There are many variations on the theme and many types of valves. One type of telescopic damper has groves in the tube wall in the centre position of the damper with allows oil to easily go round the piston so that on smooth roads the car has very little damping. When a big bump happens the piston moves down into where the grooves stop and full damping. It's called the comfort zone.
On race stuff they us damper with adjustable valves. The range is not large so a close to choice has to be made.
To set lever arms. Clamp in vice and hang a weight on the end and time the 90 degree movement. The weight is unimportant too much weight will make it move to fast to time. Then when setting the valving a test will show if the improvement sought has happened.
Telescopes need a jig which simply has an arm to hang weights on taking in to account the lever ratio.
(Message approved by david_gore)
Post Number: 637
|Posted on Friday, 29 August, 2014 - 09:22 pm: |
As you say, Bob; What most of us call 'shock absorbers' are nothing of the sort. Just about every other component of the suspension system, including the tyres, will absorb its share of shocks/thumps coming up from the road surface. The dampers (if fitted ... Have you seen a 60's Yank tank wallowing down the road?) are there to damp out the oscillations in the springing while allowing the tyres to get back in contact with the ground and do what they're supposed to do - push the vehicle and/or steer in the general direction you wish to go.

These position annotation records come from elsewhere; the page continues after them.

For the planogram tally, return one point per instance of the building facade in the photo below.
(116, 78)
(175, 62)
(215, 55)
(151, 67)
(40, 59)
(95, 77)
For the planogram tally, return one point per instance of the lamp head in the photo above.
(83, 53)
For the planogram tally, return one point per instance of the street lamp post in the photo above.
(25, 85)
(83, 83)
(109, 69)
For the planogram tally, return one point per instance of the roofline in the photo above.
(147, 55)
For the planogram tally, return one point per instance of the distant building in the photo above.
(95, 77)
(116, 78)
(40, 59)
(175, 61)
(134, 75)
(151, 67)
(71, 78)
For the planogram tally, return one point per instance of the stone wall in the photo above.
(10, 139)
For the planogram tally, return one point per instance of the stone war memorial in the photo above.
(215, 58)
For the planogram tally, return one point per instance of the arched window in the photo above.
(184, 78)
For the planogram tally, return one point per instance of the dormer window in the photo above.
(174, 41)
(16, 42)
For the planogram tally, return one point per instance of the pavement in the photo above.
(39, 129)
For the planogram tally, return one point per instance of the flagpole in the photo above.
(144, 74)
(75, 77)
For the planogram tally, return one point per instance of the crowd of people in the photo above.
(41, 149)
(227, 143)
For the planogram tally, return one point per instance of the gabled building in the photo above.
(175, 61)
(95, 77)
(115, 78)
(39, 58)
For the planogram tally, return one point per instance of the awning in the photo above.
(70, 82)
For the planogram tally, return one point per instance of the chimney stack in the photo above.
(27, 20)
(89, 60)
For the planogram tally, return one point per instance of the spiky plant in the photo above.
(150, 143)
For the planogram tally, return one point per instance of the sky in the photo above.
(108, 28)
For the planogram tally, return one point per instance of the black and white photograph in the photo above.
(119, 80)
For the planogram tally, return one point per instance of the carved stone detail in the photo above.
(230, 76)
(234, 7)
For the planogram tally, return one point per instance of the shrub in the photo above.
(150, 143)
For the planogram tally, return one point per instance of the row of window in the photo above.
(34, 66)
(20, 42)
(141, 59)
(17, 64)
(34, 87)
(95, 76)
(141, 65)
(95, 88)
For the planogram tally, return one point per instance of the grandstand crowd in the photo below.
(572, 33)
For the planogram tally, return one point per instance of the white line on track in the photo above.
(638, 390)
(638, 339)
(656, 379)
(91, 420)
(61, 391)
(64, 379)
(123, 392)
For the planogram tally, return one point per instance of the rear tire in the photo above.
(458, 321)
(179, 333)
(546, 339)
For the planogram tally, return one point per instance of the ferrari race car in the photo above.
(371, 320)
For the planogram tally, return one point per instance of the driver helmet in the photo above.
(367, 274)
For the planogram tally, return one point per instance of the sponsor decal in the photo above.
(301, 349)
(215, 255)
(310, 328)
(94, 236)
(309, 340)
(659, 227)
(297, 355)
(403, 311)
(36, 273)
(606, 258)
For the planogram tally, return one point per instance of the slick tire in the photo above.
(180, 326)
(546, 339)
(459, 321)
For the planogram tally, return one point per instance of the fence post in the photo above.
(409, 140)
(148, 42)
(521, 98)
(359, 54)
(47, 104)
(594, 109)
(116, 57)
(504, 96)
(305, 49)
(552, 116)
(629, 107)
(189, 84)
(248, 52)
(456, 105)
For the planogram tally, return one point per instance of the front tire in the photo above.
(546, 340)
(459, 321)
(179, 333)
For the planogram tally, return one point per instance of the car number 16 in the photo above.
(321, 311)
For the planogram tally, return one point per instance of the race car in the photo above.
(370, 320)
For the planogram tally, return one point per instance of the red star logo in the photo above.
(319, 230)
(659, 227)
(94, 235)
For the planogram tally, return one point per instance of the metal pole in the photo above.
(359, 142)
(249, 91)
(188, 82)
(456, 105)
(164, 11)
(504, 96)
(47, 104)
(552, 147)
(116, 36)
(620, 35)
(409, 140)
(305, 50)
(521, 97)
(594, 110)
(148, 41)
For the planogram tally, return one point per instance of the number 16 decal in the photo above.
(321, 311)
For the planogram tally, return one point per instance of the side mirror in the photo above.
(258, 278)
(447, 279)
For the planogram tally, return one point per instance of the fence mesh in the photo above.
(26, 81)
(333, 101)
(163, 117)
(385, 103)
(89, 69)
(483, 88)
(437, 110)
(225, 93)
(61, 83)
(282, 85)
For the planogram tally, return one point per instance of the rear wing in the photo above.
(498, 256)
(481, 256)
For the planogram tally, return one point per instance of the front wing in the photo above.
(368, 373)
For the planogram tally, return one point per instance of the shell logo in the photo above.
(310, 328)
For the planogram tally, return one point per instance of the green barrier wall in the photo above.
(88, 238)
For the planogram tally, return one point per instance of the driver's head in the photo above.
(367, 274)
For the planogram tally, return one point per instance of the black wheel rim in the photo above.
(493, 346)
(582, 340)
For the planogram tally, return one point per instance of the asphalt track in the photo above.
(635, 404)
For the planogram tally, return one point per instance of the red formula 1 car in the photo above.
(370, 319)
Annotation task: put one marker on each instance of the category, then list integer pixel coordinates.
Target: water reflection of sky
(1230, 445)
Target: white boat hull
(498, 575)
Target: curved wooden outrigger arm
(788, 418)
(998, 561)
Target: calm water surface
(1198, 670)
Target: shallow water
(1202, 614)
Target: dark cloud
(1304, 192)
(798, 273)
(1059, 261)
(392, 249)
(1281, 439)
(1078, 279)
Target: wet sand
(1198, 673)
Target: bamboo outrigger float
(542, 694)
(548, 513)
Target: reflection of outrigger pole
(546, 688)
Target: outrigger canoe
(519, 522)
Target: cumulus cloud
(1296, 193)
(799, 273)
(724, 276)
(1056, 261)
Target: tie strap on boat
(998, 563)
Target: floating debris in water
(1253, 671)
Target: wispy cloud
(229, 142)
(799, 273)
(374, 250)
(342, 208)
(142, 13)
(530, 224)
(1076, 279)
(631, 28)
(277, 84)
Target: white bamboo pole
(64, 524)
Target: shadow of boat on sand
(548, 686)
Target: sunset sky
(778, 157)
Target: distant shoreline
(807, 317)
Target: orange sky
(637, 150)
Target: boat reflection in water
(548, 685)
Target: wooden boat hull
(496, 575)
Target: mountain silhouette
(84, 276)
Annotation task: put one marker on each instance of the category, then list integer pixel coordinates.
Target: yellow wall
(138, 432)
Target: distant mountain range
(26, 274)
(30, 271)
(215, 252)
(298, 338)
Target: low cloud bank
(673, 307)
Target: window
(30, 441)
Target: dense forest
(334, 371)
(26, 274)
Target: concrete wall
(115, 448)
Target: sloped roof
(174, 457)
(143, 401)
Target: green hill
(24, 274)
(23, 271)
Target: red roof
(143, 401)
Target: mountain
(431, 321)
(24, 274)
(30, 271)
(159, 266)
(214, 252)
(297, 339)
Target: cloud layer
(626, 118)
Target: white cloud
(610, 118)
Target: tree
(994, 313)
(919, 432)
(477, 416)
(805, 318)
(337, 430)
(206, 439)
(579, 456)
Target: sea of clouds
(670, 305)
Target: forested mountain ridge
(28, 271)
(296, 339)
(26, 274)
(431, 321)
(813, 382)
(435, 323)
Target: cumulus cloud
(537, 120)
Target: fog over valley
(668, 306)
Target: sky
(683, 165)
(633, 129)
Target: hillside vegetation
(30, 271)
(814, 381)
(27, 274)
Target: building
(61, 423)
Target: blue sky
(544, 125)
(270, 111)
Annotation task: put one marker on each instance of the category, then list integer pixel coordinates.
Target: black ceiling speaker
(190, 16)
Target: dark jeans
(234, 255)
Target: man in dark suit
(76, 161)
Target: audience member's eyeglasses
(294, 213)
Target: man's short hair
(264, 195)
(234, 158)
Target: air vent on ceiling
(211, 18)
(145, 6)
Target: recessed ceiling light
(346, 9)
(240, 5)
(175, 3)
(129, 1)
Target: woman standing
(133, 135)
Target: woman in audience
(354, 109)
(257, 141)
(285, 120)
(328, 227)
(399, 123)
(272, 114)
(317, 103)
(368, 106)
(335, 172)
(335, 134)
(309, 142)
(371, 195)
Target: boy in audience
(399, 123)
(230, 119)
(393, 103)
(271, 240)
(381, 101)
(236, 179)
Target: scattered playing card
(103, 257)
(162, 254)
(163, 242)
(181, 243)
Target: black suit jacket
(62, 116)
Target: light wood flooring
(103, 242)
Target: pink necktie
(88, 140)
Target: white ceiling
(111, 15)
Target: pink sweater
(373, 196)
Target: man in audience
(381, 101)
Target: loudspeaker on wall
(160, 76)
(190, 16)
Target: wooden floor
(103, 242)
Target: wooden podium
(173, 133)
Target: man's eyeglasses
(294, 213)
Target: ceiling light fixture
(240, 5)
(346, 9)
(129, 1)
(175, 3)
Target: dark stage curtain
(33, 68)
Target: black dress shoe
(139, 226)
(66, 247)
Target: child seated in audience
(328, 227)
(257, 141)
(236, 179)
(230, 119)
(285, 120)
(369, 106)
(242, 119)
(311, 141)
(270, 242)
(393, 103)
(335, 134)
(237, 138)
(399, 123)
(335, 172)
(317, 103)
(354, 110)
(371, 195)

Posted From: 220.127.116.11
|Posted on Saturday, 30 August, 2014 - 08:22 am: |
We forgot the seat springs and padding which is maybe a damper. Then it's flesh and bone of one's butt.
I quite like the lever arm because they are easy to repair and reset. The rotary vane type can be designed to out perform a monotone tele. Honda proved that but unfortunately the bikers saw it as old fashioned and a step back.
Incidently the comfort zone grooves in a mono tele. Mean that the ride height must be correct because the grooves only extend a small amount. If the piston is to low then the comfort zone will upset the rebound action and feel like weak dampers.
Comfort zone dampers are fitted to lots of modern cars made in the last 30 years. So all the pub mechanics who lower cars because everybody thinks lower cars handle better are wrong. Also if one needs a modern car to go round corner faster then maybe one is driving too fast. In Dorset 1 young driver is killed each week going too fast round blind bends. 52 sets of family campaigning for safer toads. Which are safe but dangerous at 60 plus. It's pointless saying anything to them because they can't accept that driving fast down Dorset lanes is deadly. Rant over.
Lawrence of Arabia got killed in Dorset riding to fast.
Good film with Peter o'toole.
Mono tube because of the floating piston on nitrogen is sealed and dangerous to take apart. The nitrogen pressure is below 500 psi. And can discharge by drilling as in the manual.
The top is induction welded on.
If my dampers went I would have a go at rebuilding them. How I am not entirely sure.
Motor bike Telescopic forks are infinitely tweakable.
The nitrogen could be air at 100 psi through a Schrader valve and compensate else where say by thicker oil shim the valves. The varieties are endless.
Only problem is putting the damper back together after hack sawing the top off.
The pistons rods are high grade and quality steel. I saw them off old dampers and make other stuff out of them. I made a nifty flower pot hanger for my bathroom out of two damper rods.